Consider ETHCC in Paris. Instead of simply booking a venue, Ch3 scouts locations that mirror a protocol’s ethos, navigates French licensing laws, and assembles musicians and artists whose work reflects both local culture and crypto ideals. When a DAO wants to reward contributors, Ch3 designs token-gated systems that make the gathering feel like a celebration of participation rather than a gatekeeping exercise.
The lesson from Ch3’s work is straightforward: in Web3, reputation is currency. A flawlessly executed side event builds more capital than a thousand conference selfies. Influence is no longer defined by who headlines the keynote but by who curates the room where real trust is forged.
The Future: Side-Events As The New Standard
The trajectory is unmistakable: side events have moved beyond the margins to become the defining expression of crypto convening. Large conferences will endure, serving scale, education, and visibility, but the centre of gravity is already shifting toward the smaller rooms where culture, trust, and influence take shape.
In the next decade, it is expected that:
- Modular Convenings: City-wide festivals will be organised, featuring dozens of micro-gatherings that replace a single central stage.

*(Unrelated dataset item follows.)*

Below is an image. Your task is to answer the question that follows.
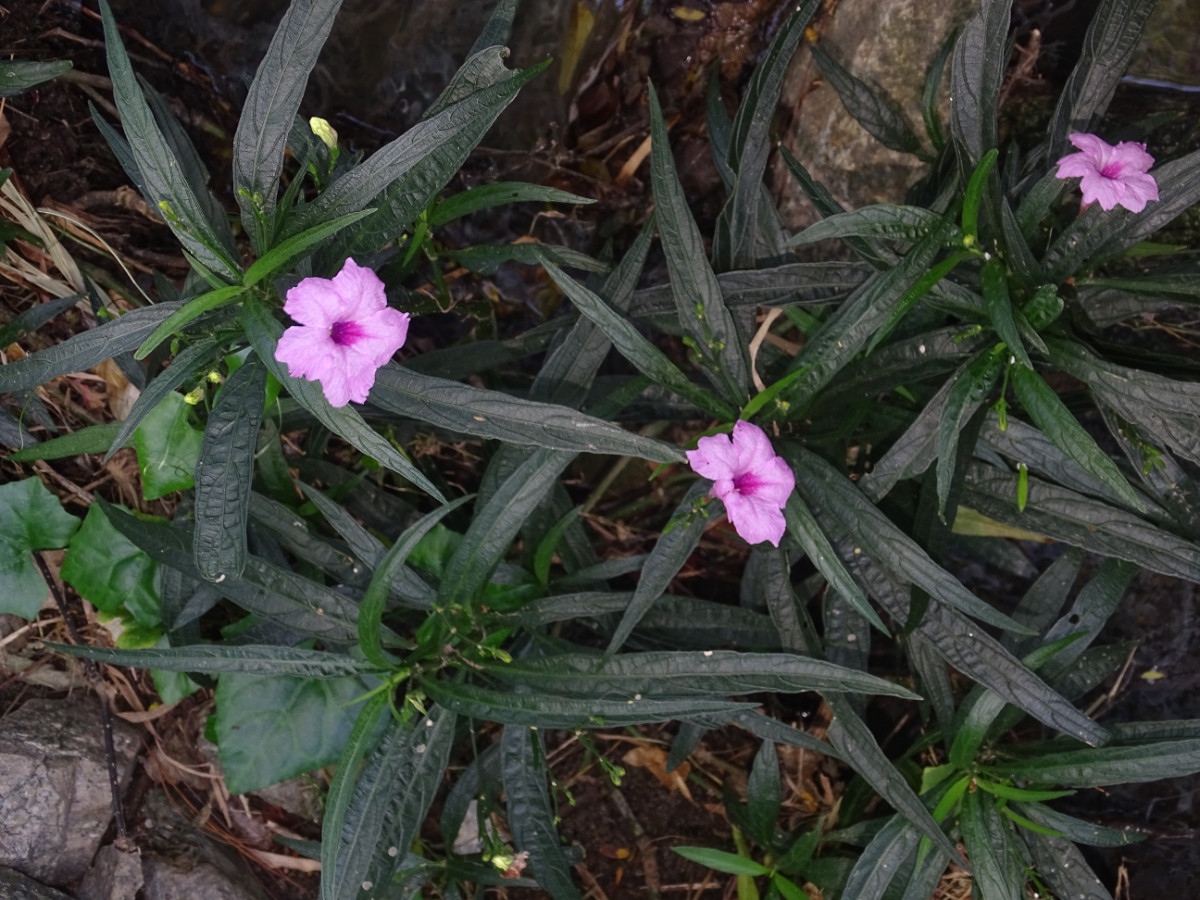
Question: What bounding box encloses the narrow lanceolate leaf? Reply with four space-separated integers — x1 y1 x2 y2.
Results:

- Reputation-Based Access: Token-gating will mature beyond wallets, with contribution history and on-chain reputation incorporated to determine entry.
- Cultural Integration: Local artists, chefs, and musicians will be woven into the fabric of the event, so that convenings are as much defined by place as by protocol.
- Embedded Curators: Indispensability will be achieved by embedded curator teams, not only for handling logistics but for ensuring alignment with community values and for preventing cultural missteps.
The irony is that in a world obsessed with scaling networks, the most valuable spaces are shrinking. Influence no longer radiates from the biggest hall but from the most carefully curated room, where intimacy carries more weight than numbers and trust becomes the true measure of success.
Closing Reflection
At the end of that night in Denver, as the group of fifteen stumbled into the cold, they carried no conference swag, no stage photos, and no press clippings. Instead, they carried new relationships, fresh trust, and the seeds of collaborations that would ripple across the ecosystem.
The lesson of Web3 side events lies here: the real main stage is not under the spotlight but in the spaces where conversations flow, cultural codes align, and the community feels at home. In crypto culture, reputation is treated as currency, and it is within the curated side event, not the conference keynote, that such wealth is truly created.